In Figure 3, it is possible to identify the behavior of the sensor with respect to the radiation values emitted by the source at different distances. From the graph, a non-linear behavior is evidenced, resulting in the trend curve described by Equation (6), with a correlation coefficient 𝑅2=0,990691767716456. This equation was used to adjust the data according to their corresponding error percentage.
A second approximation was made which consisted of separating the behavior into two regions, with the purpose of minimizing uncertainty.
Figure 4 shows the trend curve described by Equation (7), with a correlation coefficient 𝑅2=0,990066461453337.
In the second region, the best approximation is linear (Figure 5).
The trend curve described by Equation (8) has a correlation coefficient 𝑅2=0,999046006003953.
In Equations (7) and (8), the data were adjusted with their corresponding error percentage. Figure 6 shows the linear relationship between the measured irradiance and the inverse of the squared distance with respect to the emitting source. This, in a range of -0,97 - 59,39 °C.
CONCLUSIONS
The elaborated instrument shows an excellent performance in the measurement of atmospheric radiation because it has a good response in a range of atmospheric temperatures (-0,97 - 59,39 °C) at a considerably low cost (US$ 3.000) compared to similar instruments found in the international market.
The FRESNEL lens fulfills a fundamental task in the capture and filtration of infrared radiation, thus allowing the transducer to measure correctly by concentrating the infrared thermal radiation towards it.
The characterization of the bulb served as a method to evaluate a known radiation source, through which the sensor could be reliably calibrated.
The instrument was developed with elements that are easily accessible in the national market, thus significantly reducing its production costs.

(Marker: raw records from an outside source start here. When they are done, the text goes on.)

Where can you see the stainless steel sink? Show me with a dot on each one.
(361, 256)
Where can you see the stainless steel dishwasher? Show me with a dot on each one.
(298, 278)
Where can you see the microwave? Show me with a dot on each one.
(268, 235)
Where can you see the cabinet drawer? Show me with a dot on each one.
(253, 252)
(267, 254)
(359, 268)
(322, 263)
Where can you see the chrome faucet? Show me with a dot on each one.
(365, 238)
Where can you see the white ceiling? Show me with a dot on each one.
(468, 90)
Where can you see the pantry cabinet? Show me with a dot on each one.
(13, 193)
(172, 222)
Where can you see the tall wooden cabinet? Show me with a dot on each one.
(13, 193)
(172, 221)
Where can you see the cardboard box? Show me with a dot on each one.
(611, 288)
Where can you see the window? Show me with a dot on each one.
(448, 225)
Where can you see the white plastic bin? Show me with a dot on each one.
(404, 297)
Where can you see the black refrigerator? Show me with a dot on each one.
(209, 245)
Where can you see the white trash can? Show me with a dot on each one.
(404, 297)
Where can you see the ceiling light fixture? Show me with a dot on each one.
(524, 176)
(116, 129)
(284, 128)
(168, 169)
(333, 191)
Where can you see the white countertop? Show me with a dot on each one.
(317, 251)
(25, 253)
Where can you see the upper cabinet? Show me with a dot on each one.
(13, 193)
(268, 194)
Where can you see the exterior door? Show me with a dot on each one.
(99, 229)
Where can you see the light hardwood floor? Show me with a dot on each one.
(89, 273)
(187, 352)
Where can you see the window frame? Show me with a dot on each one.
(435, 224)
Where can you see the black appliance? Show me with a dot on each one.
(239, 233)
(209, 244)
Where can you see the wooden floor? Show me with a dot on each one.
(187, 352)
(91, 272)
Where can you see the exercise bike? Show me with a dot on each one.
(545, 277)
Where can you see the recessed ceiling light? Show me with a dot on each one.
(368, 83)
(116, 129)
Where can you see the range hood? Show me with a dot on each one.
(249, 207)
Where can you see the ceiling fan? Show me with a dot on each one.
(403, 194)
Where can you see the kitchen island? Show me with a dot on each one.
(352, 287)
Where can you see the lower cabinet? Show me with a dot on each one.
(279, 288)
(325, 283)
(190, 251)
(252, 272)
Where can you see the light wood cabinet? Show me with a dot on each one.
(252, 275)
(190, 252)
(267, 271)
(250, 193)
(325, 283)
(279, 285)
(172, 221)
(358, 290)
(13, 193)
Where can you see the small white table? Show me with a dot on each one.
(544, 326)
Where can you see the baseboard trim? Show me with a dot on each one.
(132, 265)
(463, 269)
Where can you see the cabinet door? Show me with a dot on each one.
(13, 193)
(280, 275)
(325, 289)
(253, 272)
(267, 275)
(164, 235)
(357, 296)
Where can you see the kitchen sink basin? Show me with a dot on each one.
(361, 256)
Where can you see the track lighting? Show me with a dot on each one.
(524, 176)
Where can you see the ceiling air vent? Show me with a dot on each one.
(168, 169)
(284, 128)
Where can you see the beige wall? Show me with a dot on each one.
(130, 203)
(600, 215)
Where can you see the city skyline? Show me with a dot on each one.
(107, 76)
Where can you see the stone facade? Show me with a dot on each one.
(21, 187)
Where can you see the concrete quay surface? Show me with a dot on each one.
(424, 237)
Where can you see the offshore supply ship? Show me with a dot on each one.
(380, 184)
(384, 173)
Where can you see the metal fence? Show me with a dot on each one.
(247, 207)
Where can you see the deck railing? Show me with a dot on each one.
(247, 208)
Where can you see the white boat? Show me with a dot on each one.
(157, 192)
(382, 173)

The instrument can be used in the area of solar radiometry, in agricultural productivity measurements, and in instrumentation studies in the field of meteorology.
In the future, it is necessary to compare this instrument with standard equipment, given that the standard pyrgeometer of the Colombian Institute for Hydrology, Meteorology, and Environmental Studies (IDEAM) was not available for measurements.